Une fois les adaptations déterminées par des séries de tests, la croûte sur le relief a été recouverte de la couche d’égalisation et le ciment naturel prompt a été recouvert de chiffons humides pendant 24 heures pour durcir. Le lendemain, le processus de sablage pouvait commencer. Le procédé s’avère chronophage en raison de l’enlèvement du matériau supplémentaire, mais peut convaincre par le résultat ainsi que par la facilité d’application.
Résumé
L’état de l’épitaphe en marbre était caractérisé par une décomposition en grains de sucre, une végétation biogène ainsi que divers types de croûtes. L’élimination d’une croûte de ciment inhabituelle constituait notamment un défi qui a été relevé par l’adaptation du procédé de projection de microparticules. Le procédé adapté par une couche d’égalisation représente une possibilité douce de réduire les dépôts durs et surtout irréguliers, tout en permettant de bien observer la progression du jet. La technique est simple à utiliser, facilite le contrôle de la progression du jet et rend le procédé plus sûr. En outre, il faut envisager que d’autres matériaux que le ciment naturel prompt puissent convenir. Une application, une analyse et une évaluation plus poussées pourraient permettre de perfectionner la technique et de l’adapter à d’autres situations afin d’élargir son champ d’application et sa diffusion.

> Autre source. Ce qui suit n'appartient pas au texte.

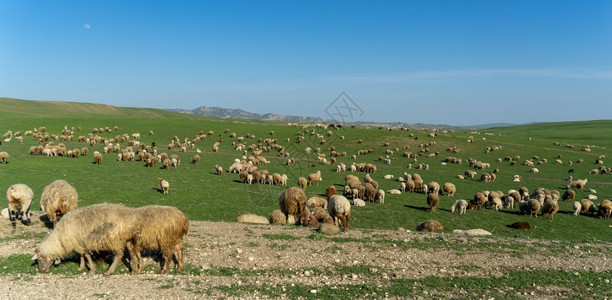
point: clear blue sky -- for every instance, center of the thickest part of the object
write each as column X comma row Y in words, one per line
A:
column 451, row 62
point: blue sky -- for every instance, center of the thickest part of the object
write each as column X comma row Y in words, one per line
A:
column 443, row 62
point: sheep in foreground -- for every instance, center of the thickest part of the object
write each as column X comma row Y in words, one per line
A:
column 292, row 202
column 577, row 208
column 163, row 228
column 95, row 228
column 164, row 185
column 461, row 204
column 57, row 199
column 430, row 226
column 340, row 208
column 19, row 198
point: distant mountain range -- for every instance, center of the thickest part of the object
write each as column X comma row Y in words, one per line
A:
column 231, row 113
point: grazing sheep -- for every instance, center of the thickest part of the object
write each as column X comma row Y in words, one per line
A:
column 588, row 206
column 550, row 207
column 316, row 202
column 479, row 200
column 533, row 206
column 292, row 202
column 251, row 218
column 569, row 194
column 520, row 225
column 95, row 228
column 57, row 199
column 577, row 208
column 165, row 185
column 340, row 208
column 163, row 228
column 449, row 189
column 315, row 177
column 302, row 182
column 277, row 216
column 19, row 198
column 330, row 191
column 394, row 192
column 461, row 204
column 4, row 157
column 430, row 226
column 380, row 197
column 432, row 201
column 605, row 209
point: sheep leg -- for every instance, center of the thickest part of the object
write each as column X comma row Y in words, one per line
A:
column 92, row 267
column 179, row 254
column 116, row 260
column 81, row 263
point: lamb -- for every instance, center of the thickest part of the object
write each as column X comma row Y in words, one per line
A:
column 550, row 207
column 380, row 197
column 163, row 228
column 292, row 202
column 57, row 199
column 577, row 208
column 569, row 194
column 461, row 204
column 430, row 226
column 19, row 198
column 588, row 206
column 277, row 216
column 302, row 182
column 317, row 202
column 4, row 157
column 95, row 228
column 449, row 189
column 165, row 185
column 315, row 177
column 432, row 201
column 340, row 208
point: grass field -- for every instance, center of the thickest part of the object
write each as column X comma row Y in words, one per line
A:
column 202, row 195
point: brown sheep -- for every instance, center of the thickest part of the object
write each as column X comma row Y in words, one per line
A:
column 163, row 229
column 302, row 182
column 292, row 201
column 430, row 226
column 57, row 199
column 432, row 201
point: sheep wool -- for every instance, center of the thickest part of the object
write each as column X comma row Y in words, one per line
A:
column 99, row 227
column 163, row 228
column 19, row 198
column 57, row 199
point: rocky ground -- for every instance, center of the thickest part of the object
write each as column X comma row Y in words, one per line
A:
column 232, row 260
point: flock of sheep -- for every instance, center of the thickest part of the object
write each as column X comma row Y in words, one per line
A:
column 99, row 228
column 111, row 227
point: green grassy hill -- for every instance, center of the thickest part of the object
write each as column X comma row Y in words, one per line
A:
column 202, row 195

L’étude et la restauration qui l’accompagne ont été réalisées dans le cadre de la thèse de Sarah Moyschewitz “Das Marmorepitaph des Konrad Popp von der Stadtpfarrkirche St. Leonhard im Lavanttal. Sur la problématique d’un marbre présentant une dégradation en grains de sucre et une végétation biogène” à l’Institut de conservation et de restauration (direction : o. Univ- Prof. Mag. Dr. Gabriela Krist), Université des arts appliqués de Vienne, en coopération avec le diocèse de Gurk et l’Office fédéral autrichien des monuments historiques, Conservatoire régional de Carinthie.
On suppose que les blocs de marbre étaient des blocs erratiques ou des blocs qui étaient restés longtemps dans une carrière.

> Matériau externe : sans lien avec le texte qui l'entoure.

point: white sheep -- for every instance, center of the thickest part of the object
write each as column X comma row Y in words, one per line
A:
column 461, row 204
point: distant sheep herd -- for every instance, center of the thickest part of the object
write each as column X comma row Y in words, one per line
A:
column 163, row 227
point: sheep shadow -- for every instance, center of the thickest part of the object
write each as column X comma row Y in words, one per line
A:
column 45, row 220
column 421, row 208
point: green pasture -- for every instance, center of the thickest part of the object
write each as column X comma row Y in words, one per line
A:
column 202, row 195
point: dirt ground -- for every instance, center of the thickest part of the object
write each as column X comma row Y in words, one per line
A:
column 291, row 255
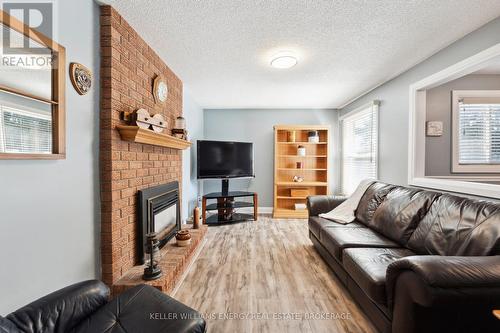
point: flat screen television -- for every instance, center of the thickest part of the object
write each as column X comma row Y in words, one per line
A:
column 223, row 159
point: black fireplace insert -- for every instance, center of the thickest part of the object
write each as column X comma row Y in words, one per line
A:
column 158, row 211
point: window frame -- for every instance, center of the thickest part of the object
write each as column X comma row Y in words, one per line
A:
column 375, row 104
column 456, row 167
column 58, row 100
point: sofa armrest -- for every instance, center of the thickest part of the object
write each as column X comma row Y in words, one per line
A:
column 61, row 310
column 443, row 276
column 319, row 204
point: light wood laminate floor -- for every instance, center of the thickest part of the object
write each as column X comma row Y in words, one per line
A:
column 265, row 276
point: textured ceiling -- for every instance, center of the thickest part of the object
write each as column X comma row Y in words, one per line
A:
column 221, row 49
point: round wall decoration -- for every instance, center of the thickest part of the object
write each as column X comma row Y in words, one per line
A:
column 81, row 78
column 160, row 89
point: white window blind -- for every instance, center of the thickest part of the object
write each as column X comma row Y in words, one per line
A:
column 479, row 131
column 22, row 131
column 359, row 135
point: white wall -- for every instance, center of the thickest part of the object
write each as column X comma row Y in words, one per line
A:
column 193, row 114
column 394, row 97
column 49, row 222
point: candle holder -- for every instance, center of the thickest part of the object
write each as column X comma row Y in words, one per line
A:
column 152, row 271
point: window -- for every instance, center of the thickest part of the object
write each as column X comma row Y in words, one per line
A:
column 476, row 131
column 23, row 131
column 359, row 136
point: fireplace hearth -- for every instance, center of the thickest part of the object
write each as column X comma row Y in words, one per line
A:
column 158, row 211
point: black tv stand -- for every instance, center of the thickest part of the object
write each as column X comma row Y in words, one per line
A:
column 226, row 206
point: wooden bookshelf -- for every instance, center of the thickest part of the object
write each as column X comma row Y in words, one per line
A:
column 314, row 167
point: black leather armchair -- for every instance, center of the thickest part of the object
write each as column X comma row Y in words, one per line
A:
column 84, row 308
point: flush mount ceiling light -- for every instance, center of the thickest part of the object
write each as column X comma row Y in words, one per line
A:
column 283, row 60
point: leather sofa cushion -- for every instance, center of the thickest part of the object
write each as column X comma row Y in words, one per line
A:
column 456, row 226
column 401, row 211
column 143, row 309
column 335, row 240
column 316, row 224
column 370, row 201
column 367, row 267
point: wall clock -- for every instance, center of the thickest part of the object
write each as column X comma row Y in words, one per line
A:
column 160, row 89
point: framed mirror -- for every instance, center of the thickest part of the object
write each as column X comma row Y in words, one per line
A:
column 32, row 93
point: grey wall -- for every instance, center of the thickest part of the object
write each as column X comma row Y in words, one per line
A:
column 193, row 114
column 256, row 125
column 49, row 224
column 394, row 97
column 438, row 149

Les recherches ont été menées sous la direction de sen. Lect. Dr. Farkas Pintér à l’Institut de conservation et de restauration (sous la direction de l’o. Univ- Prof. Mag. Dr. Gabriela Krist), Université des arts appliqués de Vienne.
⁴Poudre de calcite et microbilles de verre (75-125 microns).
⁵Les paramètres suivants ont été choisis : Microbilles de verre 75-125 microns, 2,5-3 bars et l’angle d’impact a été maintenu aussi plat que possible.